When the rings seat you can hear and feel it. 5-10 tanks of mix. Maybe easier for me I have heard over a dozen saws and felt and heard 8 or better.


----------



## TreePointer (Apr 12, 2011)

aroth said:
			
		

> The number is* 26 RMC3 74*.



That's the semi-chisel low kickback chain (nothing wrong with using that).  I put regular full chisel (26*RSC*) on my .325 pitch 290, and the difference is night and day when cutting and a bigger grin on my face.


----------



## mayhem (Apr 13, 2011)

Funny that I replied to this thread in January without issues on my Craftsman and here we are in mid April.  Took my own advice and now I've got a nice shiny new Husqvarna 359 because my Craftsman also suffered a scored piston.  
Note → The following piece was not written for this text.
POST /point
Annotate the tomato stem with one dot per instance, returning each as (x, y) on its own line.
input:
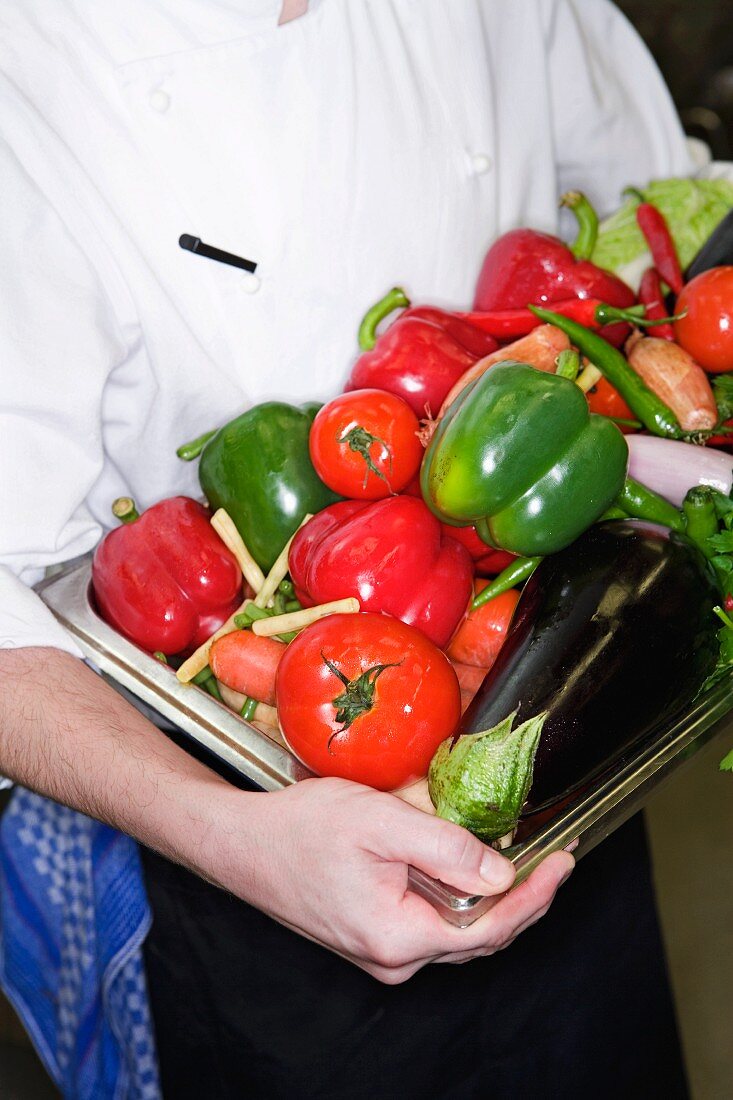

I kept the bar and all the chains because they'll come in handy for someone else (or maybe me...need to see if the chains fit the sprocket on the 359) and took the powerhead in the case to the local dump.  Someone got a good parts saw or rebuild project.  Not worth putting $50 into for me, but for someone with no other alternatives and if they're handy they cna probably get another few years of reliable service out the old thing.


----------



## PA Fire Bug (Apr 13, 2011)

TreePointer said:
			
		

> aroth said:
> 
> 
> 
> ...



I didn't realize what the difference was between the two types.  When I bought the saw, the dealer didn't ask what type I wanted.  Maybe he could tell that I didn't know the difference.  When I bought the additional chain, I took the label from the first chain and asked for the same thing.  If the full chisel chain cuts wood faster, that's what I'll look for when I buy my next chain.  Thank you.


----------